Saffy says the
main reason she’s so addicted to Dr Sandra Lee aka Dr Pimple Popper is that it
appeals to her sense of cleanliness.
“Think about it,” she said the other
day as we watched on YouTube Dr Lee excise a particularly huge lipoma out of a
woman’s right arm. “Nothing makes me happier than a clean, disinfected surface.
And what does this woman do, really? She excises infected, icky stuff out of
people and leaves them clean and lipoma-less. What’s not to love?”
I gave the matter some thought. “I
bet she keeps a clean house, too.”
“Spick and span,” Saffy told me.
And just to prove that the Universe
is always listening, on her recent birthday, one of her presents was Marie
Kondo’s ‘The Life Changing Magic of Tidying’.
“Oooh, I’ve always wondered about
this book!” Saffy cooed as she gave Sharyn a hug. “Thank you, I love it! You
always know what to get me!”
Sharyn turned pink. “Yah, I know
confirm you like, one! And hor, after you read, you can come over to my house
and practise!”
The days following her birthday,
Saffy was unusually quiet as she dived into the book, emerging every so often
to look at her surroundings with vague dissatisfaction.
“I’m not sure I like my personal
space!” she said at one stage. “KonMari says I should ask if this is how I want
to live, and I think the answer is, No!”
“What’s wrong with the way you
live?” I asked.
Saffy pursed her lips. “Well, she
says I’m supposed to hold something in my hand, like…like…” She picked up a
crystal paperweight from her dresser table. “Like this, for instance and you
ask yourself, ‘Does this give me joy?’”
Saffy stared at the crystal in her
hand. “Nope. Not feeling anything.”
“Your mother gave you that for your
birthday,” I reminded her.
“Well, maybe that’s why I’m not
feeling anything!” said Saffy, poster girl for daughters with residual
childhood issues. “This is going into a throwaway pile!”
She’s spent days like this, standing
in front of her wardrobe and holding each dress, each tee, each Victoria’s
Secret panty. Next she moved onto her little bookshelf piled high with EL James
erotica. After an hour, she had three books left on the shelf – her personal
journal and two first editions of my novels.
Meanwhile, the throwaway pile gets bigger and
bigger.
“At this rate, you’re going to have nothing left!”
Amanda observed.
“KonMari says I have to visualise the life I want
and actually see what I want it to be filled with!” Saffy said, blowing a
strand of hair out of her face as she heaved a drawer full of tax papers onto
the throwaway pile. “There, I feel better already!”

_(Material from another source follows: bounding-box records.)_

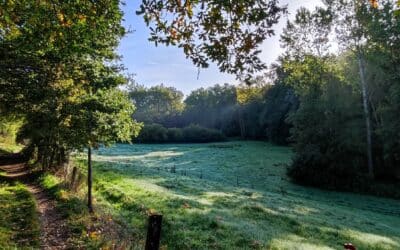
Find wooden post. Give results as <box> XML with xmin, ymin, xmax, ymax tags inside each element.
<box><xmin>145</xmin><ymin>214</ymin><xmax>162</xmax><ymax>250</ymax></box>
<box><xmin>88</xmin><ymin>145</ymin><xmax>93</xmax><ymax>213</ymax></box>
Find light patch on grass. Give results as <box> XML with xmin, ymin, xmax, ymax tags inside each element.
<box><xmin>269</xmin><ymin>235</ymin><xmax>334</xmax><ymax>250</ymax></box>
<box><xmin>70</xmin><ymin>142</ymin><xmax>400</xmax><ymax>249</ymax></box>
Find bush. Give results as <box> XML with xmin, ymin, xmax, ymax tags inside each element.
<box><xmin>135</xmin><ymin>123</ymin><xmax>168</xmax><ymax>143</ymax></box>
<box><xmin>134</xmin><ymin>124</ymin><xmax>226</xmax><ymax>143</ymax></box>
<box><xmin>183</xmin><ymin>124</ymin><xmax>225</xmax><ymax>143</ymax></box>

Amanda later whispered to me that IRAS might have a
few things to say about the state of Saffy’s mental well-being. “And I hope
‘audit’ is not one of them!”
By the time, Saffy was done tidying, she’d hauled
six huge black bin-liners down to the communal rubbish tip. She practically
floated back up and into her bedroom.
“It echoes in here!” Amanda said as she looked
around the suddenly empty space.
“Isn’t it fabulous?” Saffy said, her bosom rising
majestically. “I feel so light! Honestly, how did I spend all that time in this
room feeling so burdened by all that stuff?
And now, I have to organize!”
Sharyn came over with da bao lunch from Tiong Bahru markets. “Wah, so clean and tidy!”
Saffy glowed. “Well, it’s not really tidy yet, I’ve
only just thrown stuff away. Now I have to fold everything.”
Which KonMari has dictated too, and it basically
involves a lot of folding of corners into rectangles so that everything stands
up on its own and things are line up in neat rows where you can immediately see
what each item is without having to flip.
“So lay-chay!” was Sharyn’s verdict. “I think if I
teach my helper, tomorrow confirm she quit, one!”
“But look how pretty my drawers look now!” Saffy
said, pulling out one drawer at a time.
Saffy’s cleaning and tidying up has been such a
success that she’s offered to work on Amanda’s and my room.
“I feel joy everything I walk into my bedroom now!”
she told us in a tone that Amanda later said reminded her of a Sunday session
at City Harvest church.
“As long as she doesn’t start singing,” I told her.